GC: And I was so excited to have Tyree give us a poem. I first encountered Tyree’s work when I was reading for the Honickman First Book Prize through the American Poetry Review. I read so many manuscripts and Tyree’s poems just completely stuck out to me. And then it turned out—out of the blue—that we did not live far from each other. So, this seems like an amazing way to start my tenure here at the Love House with Southern Cultures—this idea of a poet I loved who turned out to be my neighbor. And we’re really hoping to bring poems to you both in the journal and also at “Poetry on the Porch,” our new reading series, that feel really surprising and also familiar to you in ways that I hope we all get to talk about.

Hey, Tyree.

TD: Hello.

GC: Would you be willing to read the poem that you have in Southern Cultures magazine?

TD: Yeah, I would love to. Thank you all for having me. This is really great. I love this campus.

 

A List of Waters

1.
The scar that flows from my aunt’s thigh
to the boulder of her swollen ankle is a map
of the Haw River,
each toe a Blue Heron.

2.
My mama’s water
Is all water, I’m ever river rock
inside her being smoothed over

3.
The palms of my uncle’s hands
are the Deep River when he is holding a gutted trout.
Always something
Bleeding.

4.
You saw her bloody
and did nothing,
you Yellow Perch.

5.
My uncles sinned openly
on Sunday,
fed in the daytime,
a White Catfish.

6.
My smallest cousin is a salamander in their father’s
Neuse River arms, legs hanging there
like Blackwater.

7. Every woman
who has ever told me to clean my face
is the Atlantic Ocean.

 8.
The shoreline of this beach
is also a history lesson,
these sea shells
have blood on them.

 9.
I dream mostly in floods.

 

 

TD: Thank you.

GC: Thank you so much, Tyree.
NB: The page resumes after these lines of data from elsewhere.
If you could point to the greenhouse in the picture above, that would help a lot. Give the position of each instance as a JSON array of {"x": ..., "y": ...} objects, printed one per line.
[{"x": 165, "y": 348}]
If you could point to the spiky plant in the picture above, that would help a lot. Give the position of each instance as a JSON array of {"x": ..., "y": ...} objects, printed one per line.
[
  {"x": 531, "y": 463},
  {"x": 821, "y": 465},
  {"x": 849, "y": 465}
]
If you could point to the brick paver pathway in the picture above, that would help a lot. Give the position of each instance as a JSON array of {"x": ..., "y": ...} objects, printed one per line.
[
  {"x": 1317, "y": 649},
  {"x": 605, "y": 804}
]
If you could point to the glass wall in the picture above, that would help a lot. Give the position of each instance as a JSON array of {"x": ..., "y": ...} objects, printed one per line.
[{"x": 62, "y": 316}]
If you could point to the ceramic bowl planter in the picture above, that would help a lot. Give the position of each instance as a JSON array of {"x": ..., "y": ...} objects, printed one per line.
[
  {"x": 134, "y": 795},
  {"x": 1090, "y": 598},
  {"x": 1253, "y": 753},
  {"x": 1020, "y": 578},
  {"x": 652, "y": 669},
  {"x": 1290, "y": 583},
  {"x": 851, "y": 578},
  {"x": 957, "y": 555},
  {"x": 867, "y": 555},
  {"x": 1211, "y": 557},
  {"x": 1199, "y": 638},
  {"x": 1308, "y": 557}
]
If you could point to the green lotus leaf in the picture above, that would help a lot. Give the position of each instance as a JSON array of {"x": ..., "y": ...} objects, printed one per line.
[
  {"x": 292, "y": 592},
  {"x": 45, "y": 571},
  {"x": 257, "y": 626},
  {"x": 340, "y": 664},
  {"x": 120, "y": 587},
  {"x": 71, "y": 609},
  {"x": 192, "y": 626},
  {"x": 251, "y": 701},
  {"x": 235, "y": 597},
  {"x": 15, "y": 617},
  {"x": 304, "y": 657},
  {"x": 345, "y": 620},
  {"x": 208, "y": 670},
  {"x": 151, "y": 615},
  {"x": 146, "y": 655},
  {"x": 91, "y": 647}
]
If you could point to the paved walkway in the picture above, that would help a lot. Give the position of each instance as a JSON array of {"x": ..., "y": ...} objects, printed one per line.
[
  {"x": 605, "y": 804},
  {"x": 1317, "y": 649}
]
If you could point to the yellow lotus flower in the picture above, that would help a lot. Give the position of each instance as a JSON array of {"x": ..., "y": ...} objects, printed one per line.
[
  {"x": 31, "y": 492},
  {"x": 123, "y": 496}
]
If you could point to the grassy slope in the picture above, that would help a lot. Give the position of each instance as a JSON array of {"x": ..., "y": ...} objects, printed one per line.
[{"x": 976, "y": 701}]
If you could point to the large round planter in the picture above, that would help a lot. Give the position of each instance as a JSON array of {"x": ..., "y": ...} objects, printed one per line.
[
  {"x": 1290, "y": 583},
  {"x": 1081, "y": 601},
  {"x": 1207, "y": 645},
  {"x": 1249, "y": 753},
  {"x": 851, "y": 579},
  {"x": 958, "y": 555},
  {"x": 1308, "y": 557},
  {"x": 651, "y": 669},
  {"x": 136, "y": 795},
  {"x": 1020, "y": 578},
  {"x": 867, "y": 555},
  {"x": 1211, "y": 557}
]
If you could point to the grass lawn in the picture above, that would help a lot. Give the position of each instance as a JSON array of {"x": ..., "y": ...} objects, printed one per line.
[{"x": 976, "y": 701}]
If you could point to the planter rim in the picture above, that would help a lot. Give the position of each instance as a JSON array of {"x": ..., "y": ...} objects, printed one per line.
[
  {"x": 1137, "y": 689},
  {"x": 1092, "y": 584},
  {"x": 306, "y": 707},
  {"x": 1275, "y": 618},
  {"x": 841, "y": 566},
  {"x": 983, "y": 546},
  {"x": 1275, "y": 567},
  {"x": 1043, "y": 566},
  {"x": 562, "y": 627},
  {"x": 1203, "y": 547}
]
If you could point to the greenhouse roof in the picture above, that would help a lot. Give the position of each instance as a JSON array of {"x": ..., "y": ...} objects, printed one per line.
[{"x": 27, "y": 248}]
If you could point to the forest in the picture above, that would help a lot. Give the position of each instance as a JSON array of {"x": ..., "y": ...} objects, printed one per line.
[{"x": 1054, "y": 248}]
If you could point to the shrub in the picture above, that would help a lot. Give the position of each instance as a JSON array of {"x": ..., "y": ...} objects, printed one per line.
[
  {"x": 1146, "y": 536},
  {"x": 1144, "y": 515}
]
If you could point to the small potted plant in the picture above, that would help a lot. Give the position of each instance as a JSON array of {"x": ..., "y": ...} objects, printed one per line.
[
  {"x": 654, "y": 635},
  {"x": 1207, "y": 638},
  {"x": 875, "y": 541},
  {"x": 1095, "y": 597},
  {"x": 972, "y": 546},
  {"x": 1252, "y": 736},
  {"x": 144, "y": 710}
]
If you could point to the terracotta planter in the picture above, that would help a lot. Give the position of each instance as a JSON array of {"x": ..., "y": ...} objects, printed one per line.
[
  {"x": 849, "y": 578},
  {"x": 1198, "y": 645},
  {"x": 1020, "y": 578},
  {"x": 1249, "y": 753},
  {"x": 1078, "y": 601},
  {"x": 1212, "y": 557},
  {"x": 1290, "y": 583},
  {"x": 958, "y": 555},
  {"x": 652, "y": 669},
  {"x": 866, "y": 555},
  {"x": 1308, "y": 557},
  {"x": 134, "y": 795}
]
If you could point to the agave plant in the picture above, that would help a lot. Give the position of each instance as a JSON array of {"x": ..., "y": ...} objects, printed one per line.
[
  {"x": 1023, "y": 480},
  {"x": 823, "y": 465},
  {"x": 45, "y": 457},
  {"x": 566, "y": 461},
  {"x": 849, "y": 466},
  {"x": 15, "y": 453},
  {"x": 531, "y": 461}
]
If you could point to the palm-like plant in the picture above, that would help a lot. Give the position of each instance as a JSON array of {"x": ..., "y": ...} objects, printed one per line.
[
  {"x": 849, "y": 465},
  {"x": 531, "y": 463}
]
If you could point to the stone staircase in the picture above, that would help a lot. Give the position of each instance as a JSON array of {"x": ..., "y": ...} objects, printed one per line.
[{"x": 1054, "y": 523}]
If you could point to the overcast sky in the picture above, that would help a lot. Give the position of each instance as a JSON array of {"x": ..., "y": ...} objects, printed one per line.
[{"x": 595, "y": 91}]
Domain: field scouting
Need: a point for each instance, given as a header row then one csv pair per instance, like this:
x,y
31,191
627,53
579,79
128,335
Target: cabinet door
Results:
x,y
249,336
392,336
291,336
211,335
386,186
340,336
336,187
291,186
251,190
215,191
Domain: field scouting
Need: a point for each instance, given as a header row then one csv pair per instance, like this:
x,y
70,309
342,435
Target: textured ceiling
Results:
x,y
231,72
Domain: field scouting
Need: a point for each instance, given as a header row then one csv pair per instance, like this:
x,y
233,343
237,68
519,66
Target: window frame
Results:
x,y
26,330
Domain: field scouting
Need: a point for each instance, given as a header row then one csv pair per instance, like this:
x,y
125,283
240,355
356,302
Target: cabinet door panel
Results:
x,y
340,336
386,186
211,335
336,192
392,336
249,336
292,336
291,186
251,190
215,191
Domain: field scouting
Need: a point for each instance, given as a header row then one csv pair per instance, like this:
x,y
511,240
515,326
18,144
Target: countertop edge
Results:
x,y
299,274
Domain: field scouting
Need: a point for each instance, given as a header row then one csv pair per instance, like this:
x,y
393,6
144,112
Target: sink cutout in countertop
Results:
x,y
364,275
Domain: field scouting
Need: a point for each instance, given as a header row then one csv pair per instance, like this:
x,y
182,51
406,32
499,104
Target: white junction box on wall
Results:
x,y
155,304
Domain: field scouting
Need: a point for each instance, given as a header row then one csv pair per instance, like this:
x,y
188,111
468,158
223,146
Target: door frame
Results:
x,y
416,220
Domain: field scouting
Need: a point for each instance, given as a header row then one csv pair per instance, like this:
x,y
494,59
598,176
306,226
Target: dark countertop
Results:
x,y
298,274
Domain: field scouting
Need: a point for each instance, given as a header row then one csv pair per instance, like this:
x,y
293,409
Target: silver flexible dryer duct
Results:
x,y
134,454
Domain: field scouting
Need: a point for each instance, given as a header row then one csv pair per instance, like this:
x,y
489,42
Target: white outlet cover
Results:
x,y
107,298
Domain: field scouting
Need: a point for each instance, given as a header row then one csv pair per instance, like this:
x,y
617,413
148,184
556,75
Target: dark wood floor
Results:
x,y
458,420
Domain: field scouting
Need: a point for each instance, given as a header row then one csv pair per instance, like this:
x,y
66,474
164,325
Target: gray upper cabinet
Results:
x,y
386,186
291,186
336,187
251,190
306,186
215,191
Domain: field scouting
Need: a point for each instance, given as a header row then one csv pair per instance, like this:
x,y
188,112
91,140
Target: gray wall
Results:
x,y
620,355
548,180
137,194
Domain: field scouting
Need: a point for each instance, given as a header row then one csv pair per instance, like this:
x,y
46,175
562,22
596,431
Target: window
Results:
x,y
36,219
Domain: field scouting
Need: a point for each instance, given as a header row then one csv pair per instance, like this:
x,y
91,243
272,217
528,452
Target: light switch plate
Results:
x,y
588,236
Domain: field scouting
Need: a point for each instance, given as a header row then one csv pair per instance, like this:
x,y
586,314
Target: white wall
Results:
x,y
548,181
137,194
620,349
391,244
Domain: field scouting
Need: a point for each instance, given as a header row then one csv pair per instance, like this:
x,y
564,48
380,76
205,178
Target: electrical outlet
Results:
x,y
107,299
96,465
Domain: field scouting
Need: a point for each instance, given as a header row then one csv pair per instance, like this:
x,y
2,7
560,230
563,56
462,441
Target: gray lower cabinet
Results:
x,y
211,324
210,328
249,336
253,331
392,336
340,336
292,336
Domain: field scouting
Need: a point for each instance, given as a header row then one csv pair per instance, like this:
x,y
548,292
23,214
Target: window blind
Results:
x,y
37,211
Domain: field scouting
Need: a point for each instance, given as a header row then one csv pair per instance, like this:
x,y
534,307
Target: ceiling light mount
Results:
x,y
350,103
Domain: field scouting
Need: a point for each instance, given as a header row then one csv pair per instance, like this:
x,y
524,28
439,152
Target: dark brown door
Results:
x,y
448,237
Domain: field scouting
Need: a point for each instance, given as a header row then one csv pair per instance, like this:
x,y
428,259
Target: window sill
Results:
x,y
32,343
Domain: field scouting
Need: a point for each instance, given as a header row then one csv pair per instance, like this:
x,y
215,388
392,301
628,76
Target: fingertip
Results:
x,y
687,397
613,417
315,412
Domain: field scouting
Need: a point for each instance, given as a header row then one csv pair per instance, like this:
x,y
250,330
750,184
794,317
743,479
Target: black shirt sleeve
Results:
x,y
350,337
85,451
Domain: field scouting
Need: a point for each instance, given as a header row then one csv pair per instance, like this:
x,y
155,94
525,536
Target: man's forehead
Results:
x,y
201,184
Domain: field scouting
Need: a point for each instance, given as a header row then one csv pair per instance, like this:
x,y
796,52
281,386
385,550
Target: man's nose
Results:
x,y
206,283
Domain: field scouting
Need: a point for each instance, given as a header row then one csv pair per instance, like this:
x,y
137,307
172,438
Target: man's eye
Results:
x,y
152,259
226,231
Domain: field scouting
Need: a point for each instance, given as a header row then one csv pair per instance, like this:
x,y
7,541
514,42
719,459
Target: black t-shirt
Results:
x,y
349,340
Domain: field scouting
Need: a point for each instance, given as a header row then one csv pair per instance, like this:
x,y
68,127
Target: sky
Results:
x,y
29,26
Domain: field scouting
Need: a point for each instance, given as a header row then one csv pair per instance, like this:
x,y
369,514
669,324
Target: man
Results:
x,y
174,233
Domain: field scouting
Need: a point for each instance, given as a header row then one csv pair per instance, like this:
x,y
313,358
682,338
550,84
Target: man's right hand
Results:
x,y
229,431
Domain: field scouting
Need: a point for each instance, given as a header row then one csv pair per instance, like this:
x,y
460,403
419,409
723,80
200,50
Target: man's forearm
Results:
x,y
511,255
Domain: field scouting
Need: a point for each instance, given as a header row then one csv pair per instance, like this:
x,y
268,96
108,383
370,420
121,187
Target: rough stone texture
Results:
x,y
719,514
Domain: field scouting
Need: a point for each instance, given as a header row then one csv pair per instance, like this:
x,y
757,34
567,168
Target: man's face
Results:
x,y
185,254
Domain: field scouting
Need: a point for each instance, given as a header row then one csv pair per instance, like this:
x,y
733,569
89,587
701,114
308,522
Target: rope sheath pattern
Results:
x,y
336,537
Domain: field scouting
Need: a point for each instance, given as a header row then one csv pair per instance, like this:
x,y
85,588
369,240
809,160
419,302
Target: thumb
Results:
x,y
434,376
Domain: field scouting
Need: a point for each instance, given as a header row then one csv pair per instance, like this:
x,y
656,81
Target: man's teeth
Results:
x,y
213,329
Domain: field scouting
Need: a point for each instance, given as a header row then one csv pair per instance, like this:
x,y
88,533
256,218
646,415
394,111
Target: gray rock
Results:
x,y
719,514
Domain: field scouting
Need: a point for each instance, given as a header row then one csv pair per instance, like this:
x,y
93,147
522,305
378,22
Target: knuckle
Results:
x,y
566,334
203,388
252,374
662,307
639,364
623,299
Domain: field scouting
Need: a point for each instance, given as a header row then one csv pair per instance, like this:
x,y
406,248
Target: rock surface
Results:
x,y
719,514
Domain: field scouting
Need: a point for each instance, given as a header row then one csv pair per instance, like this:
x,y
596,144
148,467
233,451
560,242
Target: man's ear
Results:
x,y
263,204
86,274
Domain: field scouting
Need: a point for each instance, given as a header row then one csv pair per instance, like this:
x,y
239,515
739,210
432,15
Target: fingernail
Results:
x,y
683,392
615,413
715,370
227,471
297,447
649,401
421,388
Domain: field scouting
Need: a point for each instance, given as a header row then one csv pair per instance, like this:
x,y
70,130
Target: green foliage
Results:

I love that poem. Where are you from?

TD: I’m from a little town called Youngsville—Youngsville, North Carolina. It’s in Franklin County, northeastern North Carolina.

GC: What’s it like?

TD: It’s small, very rural, tobacco, like your standard North Carolina tobacco town.

GC: Did you write your poems when you were there?

TD: No, I didn’t really. I say that I didn’t really get serious about writing until like my junior year of college when I really was like, this is what I want to do. That’s when I started going back and started writing about, you know, these past experiences.

GC: Yeah, it’s interesting, one of the things that we have in common—one of the many things it turns out we have in common—is we both live near rivers. We both grew up near rivers. What was it like growing up near a river and how did that go from just being a place you live near to a place you wrote about?

TD: When I was little I definitely, you know, we played near rivers all the time, and I took it for granted, right? This was a playground. This is what we did. But I think, for me, I got older and I was like, Oh, I miss those times. And I was like, Oh, maybe I’ll start exploring this river. You know, of course, if you explore a river magical things are going to happen.